Materials Processing for Lithium Ion Batteries

What is inside a lithium ion battery?

Lithium-ion batteries are of all shapes and sizes nowadays. However, no matter the size or the shape of the battery they all look the same inside. In any given Li-ion battery pack there are certain things that are present:

· Lithium-ion cells. They can either by cylindrically shaped like the conventional AA batteries or they can be prismatically shaped.

· Temperature sensors to monitor the temperature of the battery. Overheating can have catastrophic results.

· Voltage converter and Regulator circuit. This is to maintain safe levels of the voltage and the current inside the battery pack.

· Voltage tap, which acts as a monitor for the energy capacity of each individual cell inside the battery pack.

· Battery charge state monitor. Which is a small computer that handles all the charging process. It makes sure the batteries are charged as quickly and as safe as possible.

· An additional, optional shielded connector is sometimes present inside the battery pack, it allows the power and information to flow in and out of the battery pack.

When charging or even during the usage of the battery, if it gets too hot, the computer (Battery Charge State Monitor) will shut down the power flow in an attempt to cool things down. If you try to use your device while in this hot state, this computer will prevent you from using it, and will even prevent you from powering on the device itself.

The Lithium-ion Cells

The lithium-ion cells have an outer case that is made of metal. It is important to use metal in the li-ion cells as the battery is pressurized. The metal casing has what is called a vent hole. Which is basically a pressure-sensitive hole. In case the battery gets too hot that there is a risk of an explosion, this vent hole releases the extra pressure helping to rescue the situation.

Inside the metal case, there are three thin sheet layers that are:

· A positive electrode.

· A negative electrode.

· A separator between the two of them.

These three thin sheets are submerged in an organic solvent, mostly made of ether.
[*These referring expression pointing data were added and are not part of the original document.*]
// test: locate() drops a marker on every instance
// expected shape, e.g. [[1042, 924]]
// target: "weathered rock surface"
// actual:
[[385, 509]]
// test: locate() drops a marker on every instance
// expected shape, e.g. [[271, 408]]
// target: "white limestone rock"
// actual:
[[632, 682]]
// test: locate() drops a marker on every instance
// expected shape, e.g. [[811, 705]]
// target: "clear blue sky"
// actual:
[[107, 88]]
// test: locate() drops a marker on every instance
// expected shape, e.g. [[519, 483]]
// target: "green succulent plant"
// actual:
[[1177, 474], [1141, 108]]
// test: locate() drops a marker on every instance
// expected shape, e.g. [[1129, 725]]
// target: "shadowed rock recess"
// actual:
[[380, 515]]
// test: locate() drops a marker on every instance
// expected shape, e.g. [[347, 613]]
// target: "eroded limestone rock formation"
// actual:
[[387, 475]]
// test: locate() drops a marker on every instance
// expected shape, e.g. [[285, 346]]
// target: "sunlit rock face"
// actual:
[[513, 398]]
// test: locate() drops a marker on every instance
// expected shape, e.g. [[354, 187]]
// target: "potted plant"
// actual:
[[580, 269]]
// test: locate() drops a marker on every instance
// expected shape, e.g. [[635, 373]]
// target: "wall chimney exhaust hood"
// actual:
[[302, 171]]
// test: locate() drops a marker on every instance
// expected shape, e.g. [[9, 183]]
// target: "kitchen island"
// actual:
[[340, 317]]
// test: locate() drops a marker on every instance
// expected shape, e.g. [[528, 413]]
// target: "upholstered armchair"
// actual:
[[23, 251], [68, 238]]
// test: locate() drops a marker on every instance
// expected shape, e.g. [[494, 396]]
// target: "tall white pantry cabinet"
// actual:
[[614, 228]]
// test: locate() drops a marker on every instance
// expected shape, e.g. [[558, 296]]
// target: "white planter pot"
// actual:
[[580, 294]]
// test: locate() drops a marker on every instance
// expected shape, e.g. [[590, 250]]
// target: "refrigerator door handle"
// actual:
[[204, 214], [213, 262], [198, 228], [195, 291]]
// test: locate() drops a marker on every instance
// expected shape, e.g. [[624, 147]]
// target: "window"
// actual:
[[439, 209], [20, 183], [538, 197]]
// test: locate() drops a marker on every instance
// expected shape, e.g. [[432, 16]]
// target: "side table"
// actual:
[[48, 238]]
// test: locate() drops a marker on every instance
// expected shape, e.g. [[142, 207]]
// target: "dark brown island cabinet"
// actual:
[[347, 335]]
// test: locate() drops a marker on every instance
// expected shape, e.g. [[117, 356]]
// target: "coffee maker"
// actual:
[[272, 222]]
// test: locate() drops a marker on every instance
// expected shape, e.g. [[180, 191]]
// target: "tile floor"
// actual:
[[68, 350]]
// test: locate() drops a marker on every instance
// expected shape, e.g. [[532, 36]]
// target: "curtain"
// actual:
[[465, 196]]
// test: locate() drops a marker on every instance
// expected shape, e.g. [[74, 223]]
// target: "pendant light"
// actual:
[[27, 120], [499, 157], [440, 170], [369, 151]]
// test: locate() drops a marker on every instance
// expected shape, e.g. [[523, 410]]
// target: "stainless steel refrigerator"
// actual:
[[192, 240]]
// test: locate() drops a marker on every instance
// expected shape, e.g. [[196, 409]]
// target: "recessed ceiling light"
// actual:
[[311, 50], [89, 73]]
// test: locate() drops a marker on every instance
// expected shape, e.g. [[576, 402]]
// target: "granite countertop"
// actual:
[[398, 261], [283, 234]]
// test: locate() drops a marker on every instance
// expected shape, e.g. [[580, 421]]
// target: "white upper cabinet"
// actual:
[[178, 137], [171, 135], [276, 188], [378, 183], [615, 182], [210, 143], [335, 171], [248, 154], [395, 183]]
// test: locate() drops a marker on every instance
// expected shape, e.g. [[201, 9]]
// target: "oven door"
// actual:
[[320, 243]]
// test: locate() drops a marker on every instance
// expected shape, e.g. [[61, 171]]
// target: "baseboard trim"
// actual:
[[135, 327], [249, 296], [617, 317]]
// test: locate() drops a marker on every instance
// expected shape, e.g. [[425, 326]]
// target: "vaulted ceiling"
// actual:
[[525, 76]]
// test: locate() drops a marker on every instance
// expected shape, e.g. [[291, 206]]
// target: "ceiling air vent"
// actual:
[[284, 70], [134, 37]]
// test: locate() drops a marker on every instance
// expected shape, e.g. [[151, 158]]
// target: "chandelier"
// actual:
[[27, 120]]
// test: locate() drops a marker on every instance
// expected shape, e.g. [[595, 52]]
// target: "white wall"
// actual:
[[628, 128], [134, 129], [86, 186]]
That solvent acts as the electrolyte for the battery.

How do you make a lithium ion battery?

Creating a Li-ion battery follows some simple steps:

Electrode Preparation

· In this step, the material that will be coated on the anode and the cathode is mixed and prepared.

· Raw metallic materials, mostly aluminum, is loaded into the coating machine.

· Thin layers of Lithium and Carbon are then applied and added to the machine.

· Through a continuous process, the material is fed to an oven where Carbon is being treated.

· After the oven process, the product is fed to two separate lines where the anode and the cathode are being fabricated each having its own line.

· After the electrodes (anode and cathode) are fabricated, they are fed to a machine where they are being squashed to thin layers so that they can be more foldable.

· The final step of this process is the cutting process where the electrodes are cut to the proper width specified by the manufacturer.

Electrode Creation

· In this process, the electrodes are taken and rolled to the proper size.

· Once the anode and cathode are cut to the perfect size, they are matched together in pairs of exactly equal sizes.

· After that, a thin layer is inserted between them (the separator).

· The whole three layers (the anode, the cathode, and the separator) are folded together in a semi-automatic machine.

Electrolyte insertion

· After preparing the electrodes in the previous step. Housing for them is made.

· Plastics or PVC materials are used to make the housing for the electrodes.

· The electrodes are then inserted into those housings.

· They get thermally welded together on three sides, while the fourth side is left open.

· Via the open side, the electrolyte is inserted onto the whole setup.

· After that, the open side is sealed.

Now you have a Li-ion battery that is ready for its first charge.

Manufacturing challenges of lithium ion battery

Lithium ion batteries have great potential for enabling the electrification of automation, diversity of energy sources and enabling large amounts of grid-scale energy storage. However, the cost of manufacturing Li-ion batteries on a large scale is so high it prevents manufacturers from seeking this dream more quickly.

If we look at the automotive market and electric vehicles, the cost of lithium-ion batteries is much higher than what that market could accept. It is high to the point that electric vehicles have not reached the point to replace conventional cars just yet. They are still more expensive.

Cost reduction is possible through something called the optimization of manufacturing schemes.

Another thing for cost reduction is the replacement of the NMP electrolyte inside the li-ion batteries with water. The cost of water as a solvent is negligible when compared to the NMP compound. Moreover, water is not flammable nor it has any flammable fumes, which makes it the safer choice than the NMP. The problem that faces the manufacturers with water is that water is a polar solvent, and what is needed in the battery is a non-polar solvent like the NMP. However, making water a non-polar solvent can be done via some chemical reactions and additives to it.

Researches are now focused on how to reduce the cost of the Li-ion batteries. We predict that the future holds great expectations and nearly, the cost will be so minimal that Li-ion batteries will be used everywhere, from the simple remote control to an aero plane.